Strong Lobby to Remove California Egg Measure from Farm Bill

US - The Humane Society of the United States (HSUS) and House Members have been urging Congress to throw out a state’s rights amendment offered by Rep. Steve King (Republican-Iowa), in the 2013 farm bill.
calendar icon 12 August 2013
clock icon 3 minute read

The US Natonal Chicken Council (NCC) reports that the King amendment, also known as the Protect Interstate Commerce Act amendment, would prevent states from enacting laws that place conditions on how agricultural goods are raised or grown within the state’s borders for sale in other states. It would put pressure on standing laws in California, for example, which require that all egg-laying hens be housed in larger cages by 2015.

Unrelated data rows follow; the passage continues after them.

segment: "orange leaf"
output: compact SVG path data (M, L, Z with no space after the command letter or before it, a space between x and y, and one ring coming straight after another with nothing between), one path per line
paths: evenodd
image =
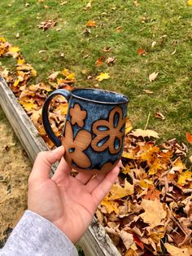
M186 132L186 140L190 143L192 143L192 135L190 135L189 132Z
M98 58L98 60L95 62L95 65L96 66L98 67L98 66L102 66L103 64L103 62L102 59L103 59L103 57Z
M87 27L96 27L96 23L94 20L88 20L86 23Z
M137 51L137 54L138 55L145 55L146 54L146 52L142 48L138 48Z

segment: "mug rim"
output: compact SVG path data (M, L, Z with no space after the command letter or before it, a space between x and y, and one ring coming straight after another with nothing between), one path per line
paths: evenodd
M81 96L78 96L73 94L73 91L76 91L76 90L98 90L98 91L105 91L105 92L109 92L111 94L114 94L114 95L119 95L120 96L122 96L122 98L124 98L124 101L120 101L120 102L107 102L107 101L98 101L98 100L94 100L94 99L87 99L87 98L84 98ZM76 89L73 89L71 91L72 95L74 98L79 99L83 99L85 101L89 101L89 102L93 102L93 103L97 103L97 104L111 104L111 105L116 105L116 104L126 104L129 102L129 99L125 96L123 94L120 94L119 92L115 92L112 90L103 90L103 89L94 89L94 88L76 88Z

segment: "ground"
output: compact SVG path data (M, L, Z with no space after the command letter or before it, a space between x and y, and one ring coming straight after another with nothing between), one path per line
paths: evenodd
M0 108L0 248L27 208L29 161Z

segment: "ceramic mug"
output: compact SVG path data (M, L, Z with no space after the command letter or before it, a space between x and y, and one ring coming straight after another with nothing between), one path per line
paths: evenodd
M56 95L68 102L62 142L49 122L49 105ZM91 174L110 171L120 159L129 99L98 89L59 89L46 99L42 108L45 130L57 146L65 148L64 159L71 168Z

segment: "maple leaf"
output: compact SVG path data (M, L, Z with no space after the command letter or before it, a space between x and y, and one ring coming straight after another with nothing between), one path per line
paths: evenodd
M172 256L190 256L187 248L177 248L168 243L164 243L164 245Z
M188 4L188 6L192 7L192 0L188 0L187 4Z
M142 129L136 129L135 130L132 131L132 135L135 137L153 137L159 139L158 133L153 130L142 130Z
M96 80L101 82L103 80L106 80L106 79L109 79L109 78L110 78L110 76L107 73L101 73L100 75L98 75L96 77Z
M138 48L137 51L137 54L138 55L146 55L146 52L145 50L143 50L142 48Z
M88 2L86 4L85 7L84 8L85 10L89 10L91 9L91 1Z
M186 140L190 143L192 143L192 135L190 135L189 132L186 132Z
M150 74L149 76L150 82L154 82L157 78L158 74L159 74L158 72L154 72L151 74Z
M119 212L119 204L116 201L107 201L107 200L105 200L103 199L102 201L101 201L101 205L103 205L105 206L107 211L108 214L111 214L112 213L113 211L116 213L116 214L118 214Z
M95 62L95 65L98 67L103 65L103 62L102 60L103 59L103 57L98 58L97 61Z
M87 27L96 27L96 22L94 20L88 20L86 23Z
M127 249L131 248L131 246L134 244L134 239L132 234L126 232L124 230L119 232L120 237L122 239L123 243Z
M113 184L104 199L108 201L120 199L126 196L133 195L133 185L130 184L127 179L124 179L124 188L118 183Z
M143 199L141 206L145 210L139 216L143 219L144 223L149 224L151 228L159 226L162 219L164 219L167 213L164 210L163 204L158 200L146 200Z
M188 180L192 184L192 171L190 171L190 170L183 171L179 175L179 179L177 180L177 184L183 186L187 183Z
M57 76L59 75L59 72L54 72L50 75L49 75L48 78L50 80L55 80L57 78Z
M164 116L160 112L156 112L155 113L155 117L162 119L162 120L165 119Z

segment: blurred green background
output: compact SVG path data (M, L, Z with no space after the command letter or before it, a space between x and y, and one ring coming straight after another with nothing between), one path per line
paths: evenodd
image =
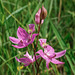
M17 38L19 26L26 29L28 24L35 24L35 14L42 5L48 14L39 38L46 38L55 52L65 49L67 52L59 59L65 64L50 63L49 71L43 60L39 75L75 75L75 0L0 0L0 75L33 75L31 65L18 71L17 67L23 64L15 60L15 56L20 58L27 50L33 55L32 46L16 49L9 36ZM36 24L35 28L37 33Z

The amendment has already seen significant debate during House markup of the farm bill, though it passed on a voice vote. There is no similar measure in the Senate version of the legislation. Formal House-Senate negotiations to reconcile differences in the farm bill are expected to begin in September.

More than one-third of House members are joining HSUS in urging congressional negotiators to keep out of a new farm bill a measure. Some 151 Democrats and 16 Republicans signed letters warning the measure could upset a wide range of state laws.

Democratic Reps. Kurt Schrader of Oregon and Gary Peters of Michigan, who gathered the Democratic signatures for a letter, say the measure “represents an extraordinary attack on states’ rights,” according to the NCC, citing a report in Los Angeles Times.

In an op-ed for the National Cattlemen’s Beef Association, Rep. King explained that laws such as California’s create new federal animal welfare standards by imposing an unconstitutional trade barrier.

“If this law is allowed to stand, there is nothing preventing other states from imposing similar standards, which could further restrict producers in other states,” Rep. King said.